The bosses’ aim in using non-union contract workers is to pit different sectors of the workforce against one another and to crush the more than 10,000-strong ATU as well as the two smaller craft unions that are part of TTC. There needs to be a fight to organize the unorganized and for union wages for all those working at Toronto transit. There is a history of workers fighting the divide-and-rule attacks of the bosses. Between 1989 and 1991, there was a series of work slowdowns, culminating in a four-day strike, that put a stop to management’s attempts at making drivers a part-time workforce.

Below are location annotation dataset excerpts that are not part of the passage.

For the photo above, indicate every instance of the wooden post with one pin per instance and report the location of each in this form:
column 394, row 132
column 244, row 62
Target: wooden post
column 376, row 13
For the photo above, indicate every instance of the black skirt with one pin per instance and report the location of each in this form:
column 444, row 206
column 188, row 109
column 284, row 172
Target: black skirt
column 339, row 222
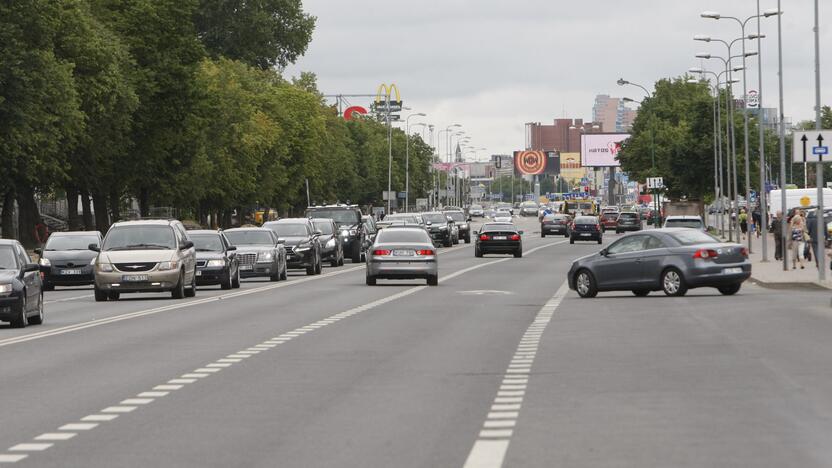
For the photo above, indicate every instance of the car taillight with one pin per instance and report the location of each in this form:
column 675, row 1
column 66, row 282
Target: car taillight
column 705, row 253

Byford’s speedups have hit night crews especially hard, as they are frequently under pressure to get the job done no matter what before service restarts. In September 2012, Peter Pavlovski, a low-level foreman (one of the few well respected by workers), died on the job. In October 2017, Tom Dedes, a union member with 18 years’ experience, was also killed. Both were pinned by workcars (modified rail cars used for track and tunnel work). Both were working overtime and at the end of their shifts. The deaths and injuries are why elected union safety committees that are independent of management should be formed.
In October 2016, the transit agency filed an application with the Ontario Labour Relations Board alleging that ATU Local 113 condoned an illegal strike after only nine (!) of roughly 600 train operators signed up for a voluntary overnight shift during the Nuit Blanche art festival. Bob Kinnear, the sellout union president at the time, said the lack of volunteers was a “grassroots movement” that wasn’t condoned by union leaders. The Nuit Blanche incident occurred shortly before Byford’s TTC introduced one-person train operation on the Sheppard line (smallest line), a move the union opposed.

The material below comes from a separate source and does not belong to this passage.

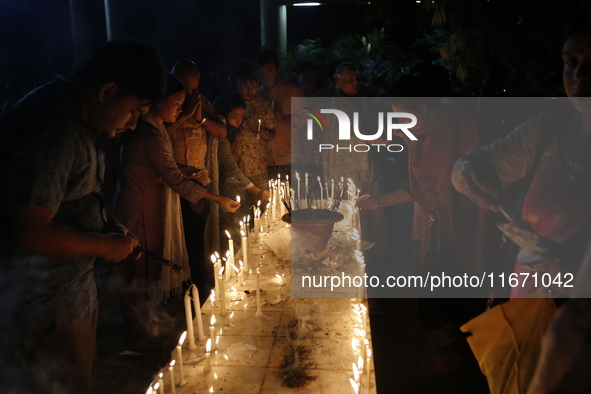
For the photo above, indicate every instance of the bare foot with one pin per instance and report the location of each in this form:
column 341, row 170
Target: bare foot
column 450, row 364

The TTC’s “Fit for Duty” campaign has made working conditions even worse. Workers are hunted down and disciplined for taking a nap even when on lunch break. Random drug testing gained currency in Toronto after a fatal August 2011 bus crash in which the bus driver was charged with possession of marijuana but was not found to be impaired. Byford rammed through drug testing and the TTC approved the implementation of random drug and alcohol testing for designated (what they call safety critical) employees beginning in March 2017. Many workers now question the “randomness” of these tests, as they have witnessed the most militant workers and those who are deemed “troublemakers” being tested and sometimes more than once! We remember Tony Almeida, a workcar operator killed on the job in 2007 due to unsafe conditions and smeared by TTC management and in the press as a pot smoker!
Class-conscious workers in Toronto had no illusions in Byford as a “friend of workers” and weren’t fooled by his “we’re all family” rhetoric as he was laying waste to union jobs and union working conditions. Likewise, workers in NYC transit must beware of this vicious anti-union boss.